#' Tidy and prepare a pedigree using graph theory
#'
#' This function takes a pedigree, checks for duplicate and bisexual individuals, detects pedigree loops using graph theory, adds missing founders, assigns generation numbers, sorts the pedigree, and traces the pedigree of specified candidates. If the \code{cand} parameter contains individual IDs, only those individuals and their ancestors or descendants are retained. Tracing direction and the number of generations can be specified using the \code{trace} and \code{tracegen} parameters.
#' 
#' Compared to the legacy version, this function handles cyclic pedigrees more robustly by detecting and reporting loops, and it is generally faster for large pedigrees due to the use of sparse graph algorithms from the \code{igraph} package. Generation assignment is performed using a topological sorting-based algorithm that ensures parents are always placed in a generation strictly above their offspring (TGI algorithm).
#'
#' @param ped A data.table or data frame containing the pedigree. The first three columns must be \strong{individual}, \strong{sire}, and \strong{dam} IDs. Additional columns, such as sex or generation, can be included. Column names can be customized, but their order must remain unchanged. Individual IDs should not be coded as "", " ", "0", "*", or "NA"; otherwise, they will be removed. Missing parents should be denoted by "NA", "0", or "*". Spaces and empty strings ("") are also treated as missing parents but are not recommended.
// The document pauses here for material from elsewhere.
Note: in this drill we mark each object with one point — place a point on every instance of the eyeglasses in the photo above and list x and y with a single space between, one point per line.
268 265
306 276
#' @param cand A character vector of individual IDs, or NULL. If provided, only the candidates and their ancestors/descendants are retained.
#' @param trace A character value specifying the tracing direction: "\strong{up}", "\strong{down}", or "\strong{all}". "up" traces ancestors; "down" traces descendants; "all" traces the union of ancestors and descendants. This parameter is only used if \code{cand} is not NULL. Default is "up".
#' @param tracegen An integer specifying the number of generations to trace. This parameter is only used if \code{trace} is not NULL. If NULL or 0, all available generations are traced.
#' @param addgen A logical value indicating whether to generate generation numbers. Default is TRUE, which adds a \strong{Gen} column to the output.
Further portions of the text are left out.